Dieu, tu es la source de ma joie

Versets 5-9

 

Une joie inattendue ! Être traqué par son propre fils qui veut vous tuer, avoir tout perdu ou presque… et dire à Dieu : « je te bénirai ma vie durant…la joie aux lèvres, ma bouche chantera tes louanges… À l'abri de tes ailes je crie ma joie ! ». N’est-ce pas un peu… fou ? 

Quelles raisons de se réjouir peut-il y avoir dans une telle situation ? 

Quand les choses dérapent, il est plus fréquent de demander des comptes à Dieu : « pourquoi permets-tu cela ? ». Dans d’autres psaumes, David ne se prive pas de le faire. Mais ici, il vit un moment d’intimité avec Dieu, où les pourquoi laissent la place à un « pour toi », dans un cœur à cœur qui n’éteint pas les questions, mais les ramène devant celui qui tient toutes les réponses, pour les lui confier. 
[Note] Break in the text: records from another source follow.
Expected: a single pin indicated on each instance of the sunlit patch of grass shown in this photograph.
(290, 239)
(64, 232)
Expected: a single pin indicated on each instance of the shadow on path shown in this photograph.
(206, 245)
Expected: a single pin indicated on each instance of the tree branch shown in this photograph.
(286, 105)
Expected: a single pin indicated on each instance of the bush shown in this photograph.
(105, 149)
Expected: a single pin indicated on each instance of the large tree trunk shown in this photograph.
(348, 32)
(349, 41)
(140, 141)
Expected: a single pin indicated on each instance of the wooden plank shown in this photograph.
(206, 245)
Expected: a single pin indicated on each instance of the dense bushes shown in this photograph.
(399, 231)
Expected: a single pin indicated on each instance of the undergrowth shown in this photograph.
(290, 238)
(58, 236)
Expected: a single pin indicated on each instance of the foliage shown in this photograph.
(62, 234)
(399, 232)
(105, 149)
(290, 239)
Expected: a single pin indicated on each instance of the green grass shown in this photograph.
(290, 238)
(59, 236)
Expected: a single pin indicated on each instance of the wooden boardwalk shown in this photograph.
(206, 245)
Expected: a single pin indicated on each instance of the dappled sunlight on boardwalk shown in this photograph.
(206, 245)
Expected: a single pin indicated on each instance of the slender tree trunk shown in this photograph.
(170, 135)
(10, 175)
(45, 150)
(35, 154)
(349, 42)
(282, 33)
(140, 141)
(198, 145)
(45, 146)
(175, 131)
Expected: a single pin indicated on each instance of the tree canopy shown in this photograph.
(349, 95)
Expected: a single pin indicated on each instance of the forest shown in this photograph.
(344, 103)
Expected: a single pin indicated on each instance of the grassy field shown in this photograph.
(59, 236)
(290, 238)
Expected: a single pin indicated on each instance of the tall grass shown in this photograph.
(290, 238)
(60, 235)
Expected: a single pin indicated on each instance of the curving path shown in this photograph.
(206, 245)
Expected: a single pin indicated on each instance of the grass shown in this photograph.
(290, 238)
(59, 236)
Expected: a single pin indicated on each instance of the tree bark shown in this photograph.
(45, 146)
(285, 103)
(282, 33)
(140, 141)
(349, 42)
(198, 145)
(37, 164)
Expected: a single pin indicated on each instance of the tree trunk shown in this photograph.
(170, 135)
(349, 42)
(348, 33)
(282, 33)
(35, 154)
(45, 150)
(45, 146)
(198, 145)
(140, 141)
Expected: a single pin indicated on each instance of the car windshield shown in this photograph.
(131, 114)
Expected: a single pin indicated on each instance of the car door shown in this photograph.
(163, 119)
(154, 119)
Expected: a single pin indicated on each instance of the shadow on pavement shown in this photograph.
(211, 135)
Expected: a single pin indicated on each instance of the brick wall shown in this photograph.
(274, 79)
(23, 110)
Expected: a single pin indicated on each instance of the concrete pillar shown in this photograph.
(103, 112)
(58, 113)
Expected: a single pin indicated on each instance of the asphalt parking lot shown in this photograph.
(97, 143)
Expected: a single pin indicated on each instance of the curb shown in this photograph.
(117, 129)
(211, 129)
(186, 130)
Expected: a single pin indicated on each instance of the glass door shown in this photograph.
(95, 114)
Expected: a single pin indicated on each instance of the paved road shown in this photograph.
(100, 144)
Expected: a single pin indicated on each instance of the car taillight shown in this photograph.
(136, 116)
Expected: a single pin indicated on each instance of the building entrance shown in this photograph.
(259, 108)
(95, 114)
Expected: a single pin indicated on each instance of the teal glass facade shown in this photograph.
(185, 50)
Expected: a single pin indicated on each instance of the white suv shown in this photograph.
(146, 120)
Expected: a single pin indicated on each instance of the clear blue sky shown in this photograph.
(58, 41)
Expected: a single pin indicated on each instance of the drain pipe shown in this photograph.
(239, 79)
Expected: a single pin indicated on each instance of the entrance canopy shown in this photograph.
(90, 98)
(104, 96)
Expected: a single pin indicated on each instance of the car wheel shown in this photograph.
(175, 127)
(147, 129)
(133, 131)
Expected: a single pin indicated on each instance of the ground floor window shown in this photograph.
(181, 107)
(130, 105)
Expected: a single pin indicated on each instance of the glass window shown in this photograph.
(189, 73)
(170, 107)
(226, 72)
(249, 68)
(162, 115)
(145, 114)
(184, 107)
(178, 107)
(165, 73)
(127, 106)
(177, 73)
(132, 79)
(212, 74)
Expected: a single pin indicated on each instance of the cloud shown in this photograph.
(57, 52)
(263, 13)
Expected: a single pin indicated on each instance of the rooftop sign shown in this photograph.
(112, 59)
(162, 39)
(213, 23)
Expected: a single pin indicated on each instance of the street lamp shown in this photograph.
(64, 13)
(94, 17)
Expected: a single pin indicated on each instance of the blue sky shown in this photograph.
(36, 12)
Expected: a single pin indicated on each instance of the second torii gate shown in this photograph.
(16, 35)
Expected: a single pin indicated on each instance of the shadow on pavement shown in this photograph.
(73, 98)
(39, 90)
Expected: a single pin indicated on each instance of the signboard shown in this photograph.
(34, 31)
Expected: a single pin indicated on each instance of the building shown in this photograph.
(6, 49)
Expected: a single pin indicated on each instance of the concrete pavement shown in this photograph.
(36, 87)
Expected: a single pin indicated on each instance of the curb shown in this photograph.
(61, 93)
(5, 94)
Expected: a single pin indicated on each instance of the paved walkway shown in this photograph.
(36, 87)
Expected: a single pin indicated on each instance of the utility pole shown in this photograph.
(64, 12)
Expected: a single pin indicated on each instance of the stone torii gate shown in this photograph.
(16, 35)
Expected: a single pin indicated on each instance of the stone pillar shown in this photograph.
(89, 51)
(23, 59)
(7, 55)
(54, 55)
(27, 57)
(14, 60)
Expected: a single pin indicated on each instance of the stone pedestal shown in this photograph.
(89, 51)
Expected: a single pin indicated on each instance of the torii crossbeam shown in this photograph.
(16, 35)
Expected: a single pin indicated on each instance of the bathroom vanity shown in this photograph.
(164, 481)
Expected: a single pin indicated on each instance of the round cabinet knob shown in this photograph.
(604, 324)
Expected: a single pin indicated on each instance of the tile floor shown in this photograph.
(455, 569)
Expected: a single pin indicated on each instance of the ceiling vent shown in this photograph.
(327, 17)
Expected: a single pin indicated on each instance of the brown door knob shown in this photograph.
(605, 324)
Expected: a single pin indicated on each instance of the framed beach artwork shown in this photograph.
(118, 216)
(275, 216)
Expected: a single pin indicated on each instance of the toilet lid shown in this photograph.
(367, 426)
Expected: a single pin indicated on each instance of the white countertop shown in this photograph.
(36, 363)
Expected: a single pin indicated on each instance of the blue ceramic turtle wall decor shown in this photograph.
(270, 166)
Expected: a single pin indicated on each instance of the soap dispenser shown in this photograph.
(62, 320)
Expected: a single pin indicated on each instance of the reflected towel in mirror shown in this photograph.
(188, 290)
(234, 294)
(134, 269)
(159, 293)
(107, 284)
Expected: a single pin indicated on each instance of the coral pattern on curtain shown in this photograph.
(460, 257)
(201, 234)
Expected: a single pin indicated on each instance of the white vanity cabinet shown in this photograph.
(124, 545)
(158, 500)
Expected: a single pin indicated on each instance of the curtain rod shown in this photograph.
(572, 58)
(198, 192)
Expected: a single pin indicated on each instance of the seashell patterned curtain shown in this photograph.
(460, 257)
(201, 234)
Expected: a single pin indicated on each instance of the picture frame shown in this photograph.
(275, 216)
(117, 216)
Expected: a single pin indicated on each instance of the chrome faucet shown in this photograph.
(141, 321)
David dépose ses fardeaux entre les mains de Dieu… et se laisse consoler. 

La joie qu’il ressent alors éclate dans une louange fondée sur son expérience intérieure, au-delà des circonstances.

 

Sa joie est tellement profonde qu’il est rassasié comme dans un excellent repas, dit-il – « de graisse et d’huile », pas très healthy mais efficace !

Une image qui peut nous parler, à nous qui sommes souvent tentés d’apaiser nos manques intérieurs en mangeant – tendance lourde en période de confinement, n’est-ce pas ? La cuisine comme lieu de réconfort. Là encore rien de condamnable mais vigilance à ne pas se tromper de besoins : David est conscient qu’au-delà de tout, seul Dieu va combler ses besoins profonds. Et nous ? 

 

En tout cas, l’expérience spirituelle de David est bien incarnée : c’est tout son être qui a faim et soif de Dieu et qui prie – l’esprit, l’âme, les sensations… : «Tout mon être soupire après toi ». 
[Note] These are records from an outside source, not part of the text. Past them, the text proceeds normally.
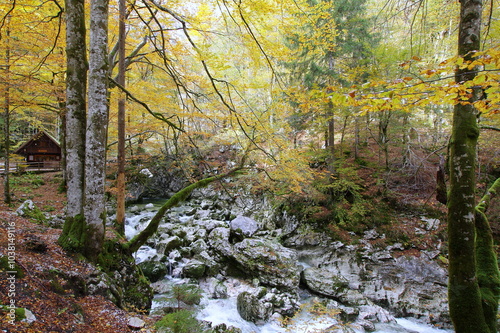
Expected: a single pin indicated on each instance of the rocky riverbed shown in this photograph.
(266, 266)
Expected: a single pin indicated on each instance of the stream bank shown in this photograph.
(269, 266)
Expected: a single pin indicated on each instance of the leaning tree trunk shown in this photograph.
(464, 296)
(76, 87)
(97, 125)
(135, 243)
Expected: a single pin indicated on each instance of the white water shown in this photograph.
(220, 311)
(224, 311)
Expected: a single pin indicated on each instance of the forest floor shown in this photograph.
(55, 309)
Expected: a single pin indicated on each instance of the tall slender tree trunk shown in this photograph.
(73, 234)
(76, 85)
(120, 210)
(97, 126)
(7, 197)
(464, 295)
(356, 137)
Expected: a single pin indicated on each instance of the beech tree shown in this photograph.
(473, 301)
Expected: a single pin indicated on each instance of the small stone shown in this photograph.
(29, 316)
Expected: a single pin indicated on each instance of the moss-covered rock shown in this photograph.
(153, 270)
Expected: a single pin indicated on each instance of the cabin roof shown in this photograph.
(34, 138)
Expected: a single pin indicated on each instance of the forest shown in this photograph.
(351, 116)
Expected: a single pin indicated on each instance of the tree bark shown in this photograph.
(486, 260)
(464, 296)
(7, 197)
(76, 85)
(97, 126)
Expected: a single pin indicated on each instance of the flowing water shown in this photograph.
(220, 311)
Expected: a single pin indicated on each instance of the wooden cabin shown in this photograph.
(41, 151)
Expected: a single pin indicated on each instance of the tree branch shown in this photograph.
(157, 115)
(135, 243)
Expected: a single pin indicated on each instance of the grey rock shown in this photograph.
(135, 323)
(270, 262)
(194, 269)
(218, 239)
(324, 282)
(251, 308)
(199, 246)
(169, 244)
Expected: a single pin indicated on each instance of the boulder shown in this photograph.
(194, 269)
(270, 262)
(324, 282)
(244, 226)
(218, 239)
(169, 244)
(251, 308)
(154, 270)
(217, 289)
(135, 323)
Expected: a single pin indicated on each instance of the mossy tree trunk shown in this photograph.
(135, 243)
(75, 121)
(465, 302)
(97, 128)
(76, 105)
(6, 165)
(488, 274)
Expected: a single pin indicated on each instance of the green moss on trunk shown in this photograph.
(488, 274)
(74, 234)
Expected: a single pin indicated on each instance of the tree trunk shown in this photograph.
(120, 198)
(7, 197)
(486, 260)
(330, 140)
(135, 243)
(356, 138)
(76, 85)
(97, 125)
(464, 296)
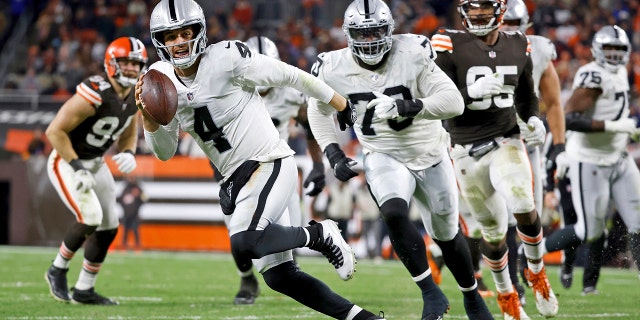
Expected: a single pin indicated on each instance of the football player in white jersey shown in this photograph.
(400, 96)
(101, 113)
(600, 168)
(219, 106)
(493, 71)
(283, 104)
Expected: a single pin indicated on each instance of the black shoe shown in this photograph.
(475, 307)
(522, 264)
(520, 290)
(248, 292)
(590, 291)
(335, 248)
(57, 281)
(91, 297)
(435, 304)
(566, 276)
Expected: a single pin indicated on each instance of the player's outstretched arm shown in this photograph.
(550, 92)
(162, 140)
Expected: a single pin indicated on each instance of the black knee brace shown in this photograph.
(245, 244)
(98, 245)
(393, 211)
(77, 235)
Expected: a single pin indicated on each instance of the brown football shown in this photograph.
(159, 97)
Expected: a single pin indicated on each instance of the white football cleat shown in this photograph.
(336, 249)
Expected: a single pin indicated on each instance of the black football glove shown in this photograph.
(340, 163)
(347, 117)
(552, 166)
(316, 176)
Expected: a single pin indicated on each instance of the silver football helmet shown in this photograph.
(264, 46)
(482, 24)
(171, 15)
(611, 47)
(368, 25)
(518, 13)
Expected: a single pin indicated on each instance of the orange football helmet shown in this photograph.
(124, 48)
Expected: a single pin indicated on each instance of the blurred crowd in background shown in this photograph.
(66, 39)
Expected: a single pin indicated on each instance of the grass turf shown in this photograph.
(179, 285)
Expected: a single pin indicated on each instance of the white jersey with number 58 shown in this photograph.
(409, 73)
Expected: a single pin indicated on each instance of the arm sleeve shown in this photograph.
(269, 72)
(443, 99)
(525, 96)
(164, 141)
(322, 124)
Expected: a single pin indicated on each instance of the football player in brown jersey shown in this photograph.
(101, 112)
(493, 71)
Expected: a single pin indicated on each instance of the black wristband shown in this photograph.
(409, 108)
(334, 154)
(76, 164)
(318, 166)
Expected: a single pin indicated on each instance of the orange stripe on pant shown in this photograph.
(65, 190)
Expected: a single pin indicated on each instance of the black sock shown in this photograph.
(288, 279)
(315, 233)
(458, 259)
(474, 249)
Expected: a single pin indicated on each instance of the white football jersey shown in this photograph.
(283, 104)
(409, 73)
(542, 51)
(223, 111)
(601, 148)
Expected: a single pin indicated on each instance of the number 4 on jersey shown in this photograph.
(207, 129)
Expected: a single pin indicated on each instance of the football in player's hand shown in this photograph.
(159, 97)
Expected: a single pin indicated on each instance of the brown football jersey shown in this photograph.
(465, 58)
(93, 137)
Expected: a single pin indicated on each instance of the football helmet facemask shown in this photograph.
(263, 45)
(486, 18)
(368, 25)
(611, 47)
(172, 15)
(124, 49)
(516, 17)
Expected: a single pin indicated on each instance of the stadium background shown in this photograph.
(48, 47)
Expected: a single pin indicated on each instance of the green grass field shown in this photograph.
(169, 285)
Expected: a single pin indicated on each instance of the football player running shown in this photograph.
(547, 87)
(101, 113)
(493, 71)
(283, 104)
(599, 166)
(400, 95)
(219, 106)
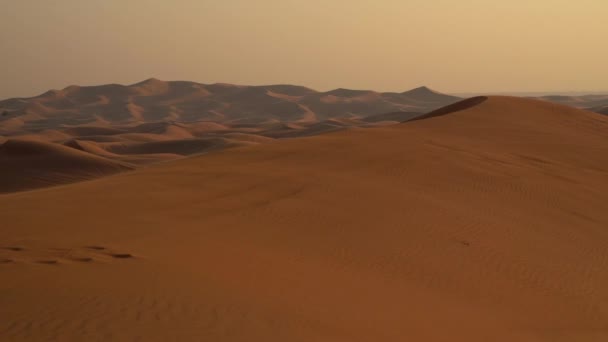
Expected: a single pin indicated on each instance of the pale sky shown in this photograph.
(387, 45)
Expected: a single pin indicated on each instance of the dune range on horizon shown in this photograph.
(482, 220)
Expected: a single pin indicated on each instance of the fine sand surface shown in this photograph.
(485, 221)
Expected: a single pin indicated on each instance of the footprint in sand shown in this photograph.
(14, 249)
(122, 256)
(48, 262)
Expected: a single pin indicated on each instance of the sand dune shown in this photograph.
(154, 120)
(154, 100)
(30, 164)
(485, 221)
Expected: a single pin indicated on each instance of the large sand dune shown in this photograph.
(485, 221)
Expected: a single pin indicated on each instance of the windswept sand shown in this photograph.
(483, 222)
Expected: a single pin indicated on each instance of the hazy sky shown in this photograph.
(388, 45)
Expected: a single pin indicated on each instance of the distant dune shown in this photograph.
(484, 221)
(154, 101)
(31, 164)
(156, 121)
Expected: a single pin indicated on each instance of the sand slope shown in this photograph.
(482, 222)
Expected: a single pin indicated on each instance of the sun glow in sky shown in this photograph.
(388, 45)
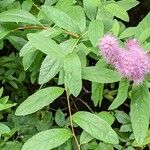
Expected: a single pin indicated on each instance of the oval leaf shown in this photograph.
(61, 19)
(48, 46)
(95, 31)
(38, 100)
(17, 15)
(49, 68)
(117, 11)
(122, 94)
(47, 140)
(96, 127)
(72, 68)
(140, 102)
(102, 75)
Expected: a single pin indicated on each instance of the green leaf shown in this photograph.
(78, 15)
(47, 140)
(60, 118)
(85, 137)
(122, 117)
(49, 68)
(4, 129)
(3, 32)
(61, 19)
(117, 11)
(29, 58)
(107, 116)
(97, 93)
(27, 5)
(72, 68)
(6, 106)
(48, 46)
(122, 94)
(100, 75)
(12, 146)
(90, 7)
(128, 32)
(127, 5)
(104, 146)
(116, 27)
(38, 100)
(143, 25)
(26, 49)
(96, 127)
(144, 35)
(95, 31)
(1, 91)
(17, 15)
(5, 3)
(140, 115)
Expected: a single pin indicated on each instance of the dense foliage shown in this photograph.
(57, 91)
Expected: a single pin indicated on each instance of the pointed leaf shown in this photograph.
(102, 75)
(72, 68)
(95, 31)
(49, 68)
(46, 45)
(117, 11)
(96, 127)
(140, 115)
(61, 19)
(17, 15)
(47, 140)
(122, 94)
(38, 100)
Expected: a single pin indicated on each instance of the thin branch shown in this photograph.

Beaucoup sont mal à l’aise aussi avec les émotions et les sensations dans la prière. C’est vrai qu’elles ne sont pas des guides très fiables : on peut être proche de Dieu sans rien ressentir, et vibrer profondément sans que Dieu soit là – quand on allait dans des concerts, par exemple, avant… ! Certainement, le fondement de la prière doit toujours rester la foi, la confiance que Dieu fait ce qu’il promet, et il a promis d’être là pour ceux qui le cherchent avec foi : « Invoque-moi, et je te répondrai » (Jérémie 33:3).
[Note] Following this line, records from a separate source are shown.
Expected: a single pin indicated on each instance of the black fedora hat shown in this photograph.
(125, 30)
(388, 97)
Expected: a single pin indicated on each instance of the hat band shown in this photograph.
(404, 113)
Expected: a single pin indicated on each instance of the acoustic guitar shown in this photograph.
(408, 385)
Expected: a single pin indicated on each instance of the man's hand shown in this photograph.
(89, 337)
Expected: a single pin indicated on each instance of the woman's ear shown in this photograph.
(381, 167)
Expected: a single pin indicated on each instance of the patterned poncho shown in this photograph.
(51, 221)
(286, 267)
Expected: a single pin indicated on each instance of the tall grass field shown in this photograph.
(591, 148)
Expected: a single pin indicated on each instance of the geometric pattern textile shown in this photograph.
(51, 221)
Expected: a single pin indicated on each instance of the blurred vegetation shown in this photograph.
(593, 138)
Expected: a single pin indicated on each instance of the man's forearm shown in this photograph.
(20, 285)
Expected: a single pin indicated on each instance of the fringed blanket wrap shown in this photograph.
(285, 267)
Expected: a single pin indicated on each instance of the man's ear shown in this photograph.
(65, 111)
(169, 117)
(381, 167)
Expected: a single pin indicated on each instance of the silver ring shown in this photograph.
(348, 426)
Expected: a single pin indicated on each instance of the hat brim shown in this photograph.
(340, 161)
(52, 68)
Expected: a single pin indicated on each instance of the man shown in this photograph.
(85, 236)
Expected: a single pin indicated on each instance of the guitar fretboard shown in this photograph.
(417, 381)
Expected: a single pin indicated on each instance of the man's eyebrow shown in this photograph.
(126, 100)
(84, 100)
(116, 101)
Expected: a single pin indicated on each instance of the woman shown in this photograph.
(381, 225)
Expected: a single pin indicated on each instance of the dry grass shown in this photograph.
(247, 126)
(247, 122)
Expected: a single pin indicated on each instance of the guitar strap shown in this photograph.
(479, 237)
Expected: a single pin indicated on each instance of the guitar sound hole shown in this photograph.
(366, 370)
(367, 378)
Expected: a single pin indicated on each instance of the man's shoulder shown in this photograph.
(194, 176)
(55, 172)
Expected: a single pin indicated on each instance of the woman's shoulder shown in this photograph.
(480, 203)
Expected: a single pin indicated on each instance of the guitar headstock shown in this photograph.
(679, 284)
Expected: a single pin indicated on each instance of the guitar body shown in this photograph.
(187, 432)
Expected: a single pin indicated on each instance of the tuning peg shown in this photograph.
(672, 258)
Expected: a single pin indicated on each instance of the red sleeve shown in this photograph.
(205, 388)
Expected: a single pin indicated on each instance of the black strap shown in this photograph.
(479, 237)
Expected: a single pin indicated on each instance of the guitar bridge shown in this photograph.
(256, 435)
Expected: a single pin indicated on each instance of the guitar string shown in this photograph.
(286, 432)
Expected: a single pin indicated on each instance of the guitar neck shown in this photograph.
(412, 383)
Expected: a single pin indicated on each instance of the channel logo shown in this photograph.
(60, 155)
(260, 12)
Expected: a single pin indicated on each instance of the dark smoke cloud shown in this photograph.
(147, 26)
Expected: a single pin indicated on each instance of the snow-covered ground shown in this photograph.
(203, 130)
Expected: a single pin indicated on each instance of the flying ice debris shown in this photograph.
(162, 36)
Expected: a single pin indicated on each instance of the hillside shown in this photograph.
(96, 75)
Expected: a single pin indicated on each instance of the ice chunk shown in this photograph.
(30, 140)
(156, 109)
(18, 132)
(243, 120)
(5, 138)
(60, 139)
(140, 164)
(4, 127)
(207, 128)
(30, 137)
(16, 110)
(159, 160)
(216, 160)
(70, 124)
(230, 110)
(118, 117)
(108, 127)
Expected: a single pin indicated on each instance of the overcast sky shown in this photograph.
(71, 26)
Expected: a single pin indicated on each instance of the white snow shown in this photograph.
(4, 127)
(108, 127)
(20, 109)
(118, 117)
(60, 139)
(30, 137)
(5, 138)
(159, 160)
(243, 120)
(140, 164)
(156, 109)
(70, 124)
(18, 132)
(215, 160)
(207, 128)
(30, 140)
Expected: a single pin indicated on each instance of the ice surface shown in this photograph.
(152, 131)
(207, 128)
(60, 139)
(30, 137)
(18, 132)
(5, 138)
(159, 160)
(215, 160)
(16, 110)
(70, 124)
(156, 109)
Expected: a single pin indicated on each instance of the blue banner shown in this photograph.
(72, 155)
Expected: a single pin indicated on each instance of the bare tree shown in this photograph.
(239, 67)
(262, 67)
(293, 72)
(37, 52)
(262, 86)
« Frères et sœurs, nous avons la liberté d'entrer dans le lieu très saint grâce au sang du sacrifice de Jésus… Approchons-nous donc de Dieu, avec un cœur sincère et une entière confiance ». (Hébreux 10.19 ; 22)

Dieu, tu es ma consolation

Cependant, ne méprisons pas les sentiments profonds que Dieu peut nous accorder dans la prière, ils sont l’expression de son amour et de sa grâce. La tradition chrétienne donne le beau nom de « consolations » à ces mouvements intérieurs provoqués par le Saint Esprit, et qui nous poussent vers Dieu, comme David ici : « Dès l’aube je te désire… Tout mon être soupire après toi… 

Quand sur mon lit je pense à toi, je passe des heures à te prier.

.. À l'abri de tes ailes je crie ma joie... Je suis attaché à toi de tout mon être… »

 


Joie, louange, désir de prier… sont provoqués par le Saint Esprit en nous.

Quelques critères de discernement apparaissent ici : ce qui vient du Saint Esprit nous tourne vers Dieu et vers les autres. C’est indépendant de notre mérite, et on ne peut le réduire à de simples phénomènes psychologiques ou affectifs obtenus par des techniques : David ici n’est pas en transe, « conditionné » par un état particulier, il est paisible, au contraire.

Au-delà d’un simple bien être psychologique, les consolations du Saint Esprit accroissent notre foi, notre espérance et notre amour. Elles sont plus fortes que les circonstances, sans les nier encore une fois – le mal reste mal, comme David l’exprime avec force ici.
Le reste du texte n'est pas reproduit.